A grande, elegante e hilariante piada que Tchaikovsky meticulosamente monta está em imaginar uma triunfante revolução dos robots em que os novos donos do planeta se revelam limitados ao cumprimento das suas programações. Apesar de suspeito de poder ter desenvolvido alguma forma de conscência artificial, o robot protagonista do romance é guiado no seu périplo pela inclinação de servir os humanos, cumprindo à risca as instruções de fábrica. Na viagem, cruza-se com situações de progressivo absurdismo. 

Tchaikovsky solta-se no lado pós-apocalíptico onde as máquinas estão condenadas a desempenhar as funções para as quais foram desenhadas, mesmo que estas deixem de fazer sentido. Veículos automáticos transportam carga que nunca despejam em viagens intermináveis.

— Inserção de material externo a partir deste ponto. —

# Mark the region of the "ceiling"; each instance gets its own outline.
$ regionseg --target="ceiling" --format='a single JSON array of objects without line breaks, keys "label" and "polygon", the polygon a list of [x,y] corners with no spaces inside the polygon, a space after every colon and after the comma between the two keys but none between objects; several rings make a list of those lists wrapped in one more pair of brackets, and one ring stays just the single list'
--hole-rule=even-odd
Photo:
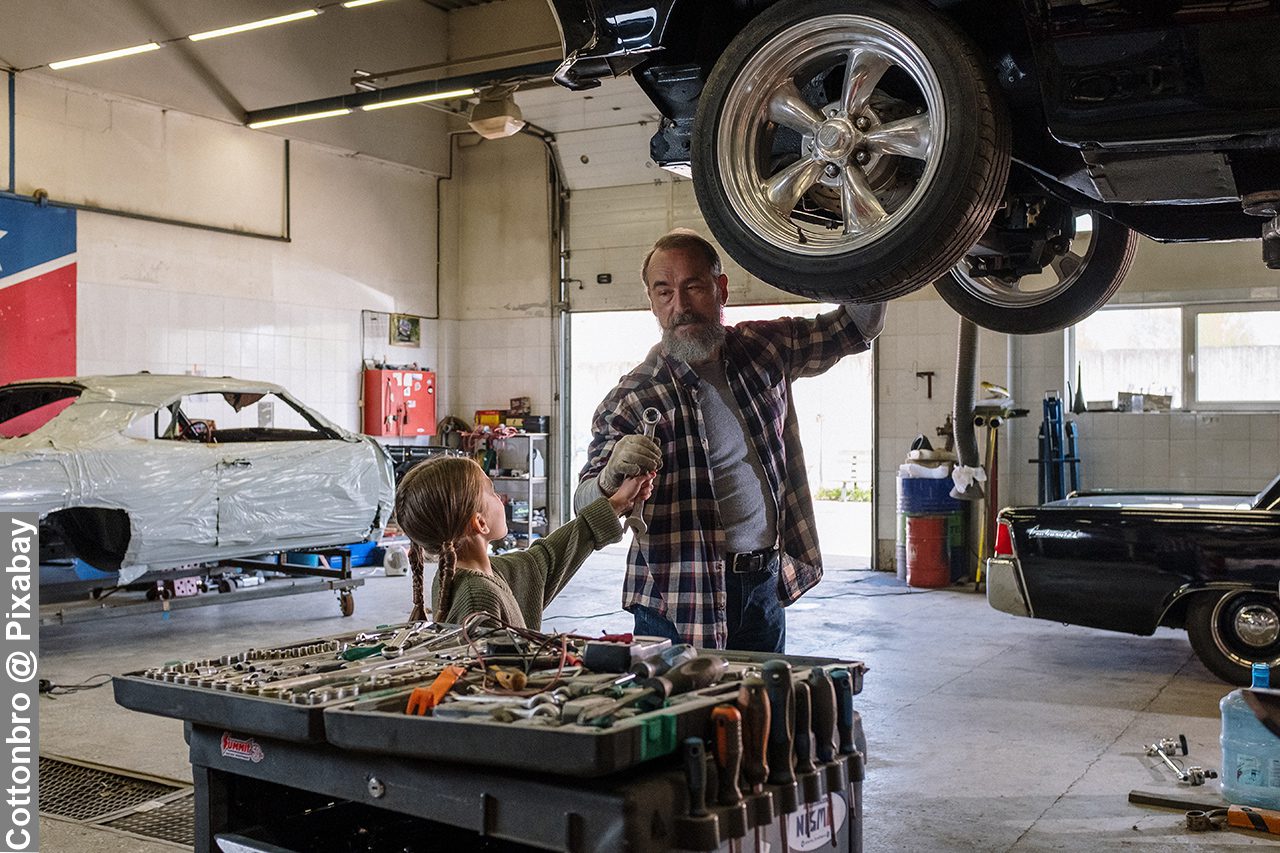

Robots avariados acumulam-se em serviços de reparação paralisados, enferrujando enquanto aguardam com paciência robótica a sua vez de atendimento que nunca chegará. Robots bibliotecários levam à letra o conceito matemático de preservação do conhecimento, destruindo todos os artefactos históricos, livros e dispositivos de media para extrair a informação neles contida e coligi-la num interminável arquivo binário, um borgesianismo digital onde todo o significado das ideias se perde na abstração binária. Robots militares lutam em combates incessantes, sem saber porque quem e porquê lutam.

Há humanos nesta distopia. Alguns, poucos, definham isolados nas suas mansões de luxo. Outros foram arrebanhados de forma voluntária forçada para reservas de preservação da cultura humana, onde vivem o lado mais deprimente da vida urbana, os rituais sem sentido do casa-transportes-trabalho. Entre os poucos sobreviventes do extermínio robótico, vivem alguns em puro estado de selvagem violência, com os quais não é conveniente cruzar caminhos.

O robot de serviço afunda-se num périplo de progressiva bizarria, por vezes ajudado e outras desencaminhado por uma humana, que busca a resposta do porquê do extermínio da humanidade e também pensa que o robot poderá ter desenvolvido consciência. O livro é divertido e corrosivo, desmontando a ideia da perfeição mecanicista da robótica, e brincando com as falácias da lógica pura.